In a recent issue of Glamour magazine, Vassar alumna Victoria Balfour complained that her college magazine's Class Notes are nothing but "bubbly laundry lists of accomplishment" that portray lives in which "everyone has the spouse of their dreams, a job they adore, perfect children, and enough money to refurbish old Victorian houses." She argued that alumni magazines should give Class Notes a shot of reality by including more of the challenges and struggles of everyday life, such as career problems, illness, depression, difficulties with children, or the loneliness of old age.

Though Swarthmore's Class Notes aren't just the rosy recitations of accomplishments that Balfour decries, she does have a point: the notes do tend to paint generally positive pictures of our lives. But that's not because the personal experiences she wishes to see in print have been excised by cheerful class secretaries or Pollyanna editors. They are less frequently submitted in the first place--a fact that may be even more significant than Balfour's initial complaint.

Any discussion of the verisimilitude of Class Notes raises a larger question: How can the Bulletin best fulfill its communications and public relations mission for Swarthmore and at the same time be honest and true for its readers?

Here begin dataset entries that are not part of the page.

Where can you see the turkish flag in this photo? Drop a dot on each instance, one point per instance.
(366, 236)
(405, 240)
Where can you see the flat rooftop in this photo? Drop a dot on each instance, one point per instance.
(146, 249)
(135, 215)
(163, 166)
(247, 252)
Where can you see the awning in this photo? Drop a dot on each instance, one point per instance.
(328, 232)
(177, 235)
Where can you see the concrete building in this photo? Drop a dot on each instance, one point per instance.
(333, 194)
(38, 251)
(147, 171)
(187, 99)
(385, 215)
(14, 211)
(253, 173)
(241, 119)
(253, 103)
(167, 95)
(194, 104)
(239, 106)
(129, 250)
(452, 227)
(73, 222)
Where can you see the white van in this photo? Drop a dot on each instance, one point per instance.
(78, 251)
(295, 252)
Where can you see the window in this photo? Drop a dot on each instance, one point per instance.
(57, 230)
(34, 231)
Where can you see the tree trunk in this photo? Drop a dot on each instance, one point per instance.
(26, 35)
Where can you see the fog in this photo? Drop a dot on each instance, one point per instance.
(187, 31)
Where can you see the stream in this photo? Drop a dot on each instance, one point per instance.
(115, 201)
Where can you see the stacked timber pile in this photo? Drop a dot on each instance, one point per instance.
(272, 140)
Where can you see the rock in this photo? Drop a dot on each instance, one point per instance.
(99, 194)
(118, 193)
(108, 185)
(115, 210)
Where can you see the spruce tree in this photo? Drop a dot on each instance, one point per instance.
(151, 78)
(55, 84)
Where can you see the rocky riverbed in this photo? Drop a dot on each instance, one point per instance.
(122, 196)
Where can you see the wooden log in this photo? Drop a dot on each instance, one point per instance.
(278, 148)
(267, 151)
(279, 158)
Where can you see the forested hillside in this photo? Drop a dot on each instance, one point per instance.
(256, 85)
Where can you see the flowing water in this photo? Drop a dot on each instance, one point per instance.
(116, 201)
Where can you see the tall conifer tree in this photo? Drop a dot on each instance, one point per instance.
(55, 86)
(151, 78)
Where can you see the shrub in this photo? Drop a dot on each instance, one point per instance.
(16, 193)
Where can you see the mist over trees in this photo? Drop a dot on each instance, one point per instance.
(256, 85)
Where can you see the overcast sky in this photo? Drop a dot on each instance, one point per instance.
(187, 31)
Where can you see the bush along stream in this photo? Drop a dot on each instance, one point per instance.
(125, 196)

Our first responsibility, of course, is to tell you the story of the College, to bring you the student experience, the research, the debates, and the educational challenges that are the lifeblood of Swarthmore. Second, from its vantage point on campus, the Bulletin looks outward, bringing you stories of alumni who engage and sometimes change the world with their ideas and deeds. But not everyone's a CEO, a computer genius, or a teacher of the year. Not everyone changes the world.

We've long had an idea on our story list called "Ordinary Lives." As we conceived it, such an article would affirm and celebrate alumni who get up in the morning, put on their shoes, and go forth to deal with jobs, kids, money, traffic, grocery shopping, relationships--the stuff of everyday life. But "Ordinary Lives" has yet to appear, and I'm beginning to think it never will. That's because it's impossible to identify anyone who's truly an exemplar of the ordinary. One of the values that Swarthmore imparts is the simple Quaker idea that each person is truly extraordinary.

Thus, a third, almost paramount goal emerges for those of us who edit the Bulletin: to relate all of the ideas, accomplishments, challenges, and struggles that are Swarthmore College to the lives of our readers. To help meet this need, we have launched a new section of the Bulletin called "In My Life," which we hope will give individual voice to the authentic experiences of living. See page 42 for the inaugural essay.

We trust that you read this magazine not out of some sense of obligation to the alma mater but because you find in it something that adds value to your own experience, something that stimulates your thinking, illuminates your journey, and, once in a while, touches your heart.